Today we wanted to give you a little advice on what to avoid doing during your data story presentation. We may not know the subject of what you’re presenting or what exactly needs to be included in your specific topic -- but we are 100% confident that we can tell you what to avoid!

Some of the most common mistakes made during a data story presentation may seem like common sense but can be difficult to avoid if you aren’t actively thinking about them. Some examples of those are to not ramble or go over your time slot...but these are all part of what we will address below.

 

Most Common Data Story Presentation Mistakes

  1. Don’t Forget to Start with Impact
    • We have briefly gone through this before, but be sure you start off your data story with a bang. Don’t overdo it; a simple “Hello, my name is ___ ____ and today we will be discussing ___ “ would be perfect. Introduce yourself even if you know everyone in the room, briefly explain the point of your data story presentation, be bold and clearly spoken, and get the show on the road.
  2. Don’t Ramble
    • Your audience is here to listen to the facts and be able to see them translated in clear visuals. They are NOT here to listen to you ramble on for an hour trying to get through the first few slides when, in reality, it could have taken you 35 minutes...which brings us to our next point.
  3. Don’t Go Over Time
    • Chances are, your presentation isn’t going to be the start of your (or your coworkers’) work day, and you have a meeting time set. Be mindful of others’ time. It may be from 11-12 pm, so let everyone get to lunch. You could also be in a room full of executives that may have 5 other meetings lined up for the day. Just keep it in your head to be mindful.
  4. Don’t Apologize
    • If you slip up it’s not a big deal -- it happens to everyone! Sometimes people can practice and prepare for days on end and still say the wrong thing or miss something...and it is okay. Do not by any means feel like you need to apologize for it.

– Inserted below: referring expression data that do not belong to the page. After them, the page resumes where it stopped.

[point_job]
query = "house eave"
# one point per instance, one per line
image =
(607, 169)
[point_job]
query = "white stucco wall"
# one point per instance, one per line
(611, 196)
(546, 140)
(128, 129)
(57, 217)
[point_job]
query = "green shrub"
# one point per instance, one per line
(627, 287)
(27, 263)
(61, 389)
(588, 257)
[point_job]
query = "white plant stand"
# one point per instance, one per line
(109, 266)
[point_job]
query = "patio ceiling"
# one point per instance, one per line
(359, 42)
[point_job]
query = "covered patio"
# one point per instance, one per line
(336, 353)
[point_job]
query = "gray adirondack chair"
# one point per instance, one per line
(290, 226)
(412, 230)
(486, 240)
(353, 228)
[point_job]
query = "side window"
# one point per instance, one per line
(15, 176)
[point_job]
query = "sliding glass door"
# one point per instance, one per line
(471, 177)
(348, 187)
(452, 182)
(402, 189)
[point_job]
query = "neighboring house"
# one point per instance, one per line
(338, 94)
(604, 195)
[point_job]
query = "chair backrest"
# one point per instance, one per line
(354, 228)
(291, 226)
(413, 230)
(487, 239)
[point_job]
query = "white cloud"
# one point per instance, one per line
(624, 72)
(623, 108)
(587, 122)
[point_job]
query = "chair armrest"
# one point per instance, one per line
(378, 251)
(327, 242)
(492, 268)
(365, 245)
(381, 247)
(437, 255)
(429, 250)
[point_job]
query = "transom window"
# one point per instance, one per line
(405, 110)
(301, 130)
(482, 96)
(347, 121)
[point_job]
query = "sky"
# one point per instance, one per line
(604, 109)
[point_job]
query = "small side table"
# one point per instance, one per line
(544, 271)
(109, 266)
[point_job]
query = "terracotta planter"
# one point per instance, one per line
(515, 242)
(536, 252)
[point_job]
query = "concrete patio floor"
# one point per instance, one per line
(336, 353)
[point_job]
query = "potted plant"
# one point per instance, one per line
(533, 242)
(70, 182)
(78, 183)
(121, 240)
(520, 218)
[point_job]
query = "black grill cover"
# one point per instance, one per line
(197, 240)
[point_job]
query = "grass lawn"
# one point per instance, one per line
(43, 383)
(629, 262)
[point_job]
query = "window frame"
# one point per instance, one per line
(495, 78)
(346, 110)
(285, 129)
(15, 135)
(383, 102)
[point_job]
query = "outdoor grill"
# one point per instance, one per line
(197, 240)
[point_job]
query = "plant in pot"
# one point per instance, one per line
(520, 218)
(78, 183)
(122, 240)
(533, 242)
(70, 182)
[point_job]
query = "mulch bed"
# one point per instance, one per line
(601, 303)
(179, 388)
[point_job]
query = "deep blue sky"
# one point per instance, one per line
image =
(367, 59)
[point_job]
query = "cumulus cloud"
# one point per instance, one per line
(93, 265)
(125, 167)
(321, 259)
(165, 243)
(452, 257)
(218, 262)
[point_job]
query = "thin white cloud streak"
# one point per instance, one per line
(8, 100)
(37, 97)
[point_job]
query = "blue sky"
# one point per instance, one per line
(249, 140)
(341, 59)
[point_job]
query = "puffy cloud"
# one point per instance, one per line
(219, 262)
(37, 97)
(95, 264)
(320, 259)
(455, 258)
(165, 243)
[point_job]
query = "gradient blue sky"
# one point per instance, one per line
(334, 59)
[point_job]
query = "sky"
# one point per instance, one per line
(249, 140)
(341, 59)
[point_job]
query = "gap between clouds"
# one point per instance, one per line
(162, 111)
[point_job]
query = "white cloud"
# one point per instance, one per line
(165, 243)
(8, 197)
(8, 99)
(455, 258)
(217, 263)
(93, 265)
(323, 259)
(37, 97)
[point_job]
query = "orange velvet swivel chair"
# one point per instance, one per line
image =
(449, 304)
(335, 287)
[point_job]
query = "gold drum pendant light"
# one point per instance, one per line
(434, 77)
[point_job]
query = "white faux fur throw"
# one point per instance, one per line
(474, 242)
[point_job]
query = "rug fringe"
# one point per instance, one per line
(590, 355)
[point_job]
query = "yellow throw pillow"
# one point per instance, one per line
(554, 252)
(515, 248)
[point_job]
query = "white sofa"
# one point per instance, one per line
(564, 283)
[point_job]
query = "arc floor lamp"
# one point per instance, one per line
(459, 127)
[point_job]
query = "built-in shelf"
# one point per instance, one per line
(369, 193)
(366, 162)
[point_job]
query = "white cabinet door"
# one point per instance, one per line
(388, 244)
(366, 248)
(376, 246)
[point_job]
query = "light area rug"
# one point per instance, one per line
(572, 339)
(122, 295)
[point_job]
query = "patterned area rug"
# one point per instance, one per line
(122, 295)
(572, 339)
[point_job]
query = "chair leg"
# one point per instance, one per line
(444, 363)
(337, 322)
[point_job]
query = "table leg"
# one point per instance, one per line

Apologizing makes your audience question your confidence [for tips on that, see our confidence blog here] and it takes away from the value and overall perception of your data story presentation.
  5. Don’t Forget to Pause
    • It is incredibly important to pause after a big portion of your data story has been presented. Don’t do this for too long, but it’s imperative that you give your audience a second to digest what you’re giving them before moving on to the next point. Sometimes, if you forget to pause, it creates the need for questions that could have been answered simply by giving the viewers another second or two to process the information before showing the next chart.


Over the next few weeks we’re going to give you simple advice to help break down the mental blocks you have during your data presentation and help weed out the unnecessary fears and concerns about it overall.